Kisah Ibrahim ini dilanjutkan dengan suatu anugerah Allah kepada Ibrahim dengan memberikan berkah seorang putra. Ini pernyataan yang sangat jelas ditegaskan oleh Allah sebagai kiasan bahwa, kebaikan adalah induk dari suatu keberkahan. Ia juga bentuk pemaduan “pengkurbanan” dan “pengorbanan”.
Pengkurbanan
Banyak orang mengira kurban hanya memiliki makna “dhahiyyah”, yang artinya sepadan dengan hewan sembelihan. Padahal tidak hanya itu.

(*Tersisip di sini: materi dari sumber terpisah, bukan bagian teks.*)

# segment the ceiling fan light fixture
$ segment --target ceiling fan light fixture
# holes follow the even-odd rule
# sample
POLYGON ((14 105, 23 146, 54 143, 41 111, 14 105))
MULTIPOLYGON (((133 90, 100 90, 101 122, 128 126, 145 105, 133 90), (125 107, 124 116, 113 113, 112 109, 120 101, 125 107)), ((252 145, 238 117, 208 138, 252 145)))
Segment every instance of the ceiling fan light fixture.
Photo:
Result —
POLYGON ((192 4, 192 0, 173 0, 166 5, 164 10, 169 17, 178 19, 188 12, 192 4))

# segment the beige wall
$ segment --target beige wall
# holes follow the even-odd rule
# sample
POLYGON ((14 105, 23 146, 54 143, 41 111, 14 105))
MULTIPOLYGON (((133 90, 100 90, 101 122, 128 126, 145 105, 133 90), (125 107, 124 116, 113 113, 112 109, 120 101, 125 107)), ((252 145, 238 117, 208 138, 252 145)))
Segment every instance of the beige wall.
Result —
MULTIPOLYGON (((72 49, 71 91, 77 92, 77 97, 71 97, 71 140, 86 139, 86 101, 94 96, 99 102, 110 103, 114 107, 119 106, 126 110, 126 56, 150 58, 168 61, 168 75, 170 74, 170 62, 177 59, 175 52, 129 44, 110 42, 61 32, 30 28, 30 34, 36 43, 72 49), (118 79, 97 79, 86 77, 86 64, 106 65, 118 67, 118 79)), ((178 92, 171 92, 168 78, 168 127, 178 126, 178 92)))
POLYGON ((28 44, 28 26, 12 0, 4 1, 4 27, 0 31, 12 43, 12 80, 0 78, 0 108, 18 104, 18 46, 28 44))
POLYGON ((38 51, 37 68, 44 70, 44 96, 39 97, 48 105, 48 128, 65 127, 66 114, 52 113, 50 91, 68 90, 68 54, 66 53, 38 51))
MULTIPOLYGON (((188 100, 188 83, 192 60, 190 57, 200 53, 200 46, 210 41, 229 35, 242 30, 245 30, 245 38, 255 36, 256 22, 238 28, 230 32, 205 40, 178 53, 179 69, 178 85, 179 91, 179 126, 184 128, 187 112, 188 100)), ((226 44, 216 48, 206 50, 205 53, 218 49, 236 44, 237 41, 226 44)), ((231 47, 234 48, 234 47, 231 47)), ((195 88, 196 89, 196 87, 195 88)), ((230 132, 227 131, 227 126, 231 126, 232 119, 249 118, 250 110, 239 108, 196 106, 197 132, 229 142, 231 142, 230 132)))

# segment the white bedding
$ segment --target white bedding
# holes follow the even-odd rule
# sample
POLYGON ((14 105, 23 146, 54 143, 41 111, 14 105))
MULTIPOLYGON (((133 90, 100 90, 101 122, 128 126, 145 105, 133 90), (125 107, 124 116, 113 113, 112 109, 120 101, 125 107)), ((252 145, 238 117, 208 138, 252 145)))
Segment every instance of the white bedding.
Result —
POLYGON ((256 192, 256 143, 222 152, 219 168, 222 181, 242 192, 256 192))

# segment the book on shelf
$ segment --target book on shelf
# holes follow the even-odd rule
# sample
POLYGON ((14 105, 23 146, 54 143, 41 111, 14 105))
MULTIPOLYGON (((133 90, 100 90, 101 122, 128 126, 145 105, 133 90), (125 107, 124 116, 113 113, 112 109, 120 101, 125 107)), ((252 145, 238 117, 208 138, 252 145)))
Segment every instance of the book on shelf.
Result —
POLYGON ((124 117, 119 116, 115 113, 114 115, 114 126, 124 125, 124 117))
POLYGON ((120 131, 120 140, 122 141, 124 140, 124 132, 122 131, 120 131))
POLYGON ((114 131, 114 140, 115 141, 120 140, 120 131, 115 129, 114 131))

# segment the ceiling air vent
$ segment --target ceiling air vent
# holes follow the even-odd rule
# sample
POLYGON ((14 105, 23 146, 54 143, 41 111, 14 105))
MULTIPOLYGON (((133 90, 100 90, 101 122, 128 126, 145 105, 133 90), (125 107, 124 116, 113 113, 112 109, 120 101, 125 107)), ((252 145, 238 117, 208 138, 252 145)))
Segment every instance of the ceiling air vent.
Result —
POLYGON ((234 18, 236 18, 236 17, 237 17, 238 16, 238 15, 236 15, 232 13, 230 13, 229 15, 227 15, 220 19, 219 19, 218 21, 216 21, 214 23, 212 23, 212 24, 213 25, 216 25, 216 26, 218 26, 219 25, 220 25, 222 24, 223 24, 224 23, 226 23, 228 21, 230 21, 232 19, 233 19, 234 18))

Kurban adalah suatu bentuk takwa manusia dalam rangka mendekatkan diri kepada Allah. “Pengkurbanan” ini bisa dilakukan dalam banyak hal. Terutama dengan mengerti dan menindaklanjuti hakikat ubudiah yang dilakukan.
Misalnya, seseorang yang salat tidak dikatakan salat, selama masih melakukan tindakan korupsi, memanipulasi Al-Quran, memakai narkoba, ugal-ugalan di jalan raya dan seterusnya. Karena hakikat dari salat adalah mencegah kemungkaran. Ketika kemungkaran masih dilakukan dan merajalela, tentu pelaksana ubudiah tersebut tidak bisa dikatakan pengkurbanan atau bentuk takarrub kepada Allah.
Maka perlu rasanya merubah cara pandang ibadah yang selama ini dilakukan sebatas ritual. Dalam hal ini, maka perlu kiranya meniru kisah “kurban” Ibrahim yang dilakukannya dengan Ismail. Ibrahim adalah sosok ayah yang toleran dan diplomatis secara sekaligus. Karena walaupun ia merasa apa yang dilihatnya dalam mimpi adalah suatu perintah Tuhan, ia tidak secara egois memaksa Ismail untuk segera melakukan apa yang diyakininya itu. Tujuan Ibrahim tentu agar Ismail menyadari terlebih dahulu motivasi pemenuhan perintah tersebut, yakni pencarian keridhaan dan bentuk ketakwaan.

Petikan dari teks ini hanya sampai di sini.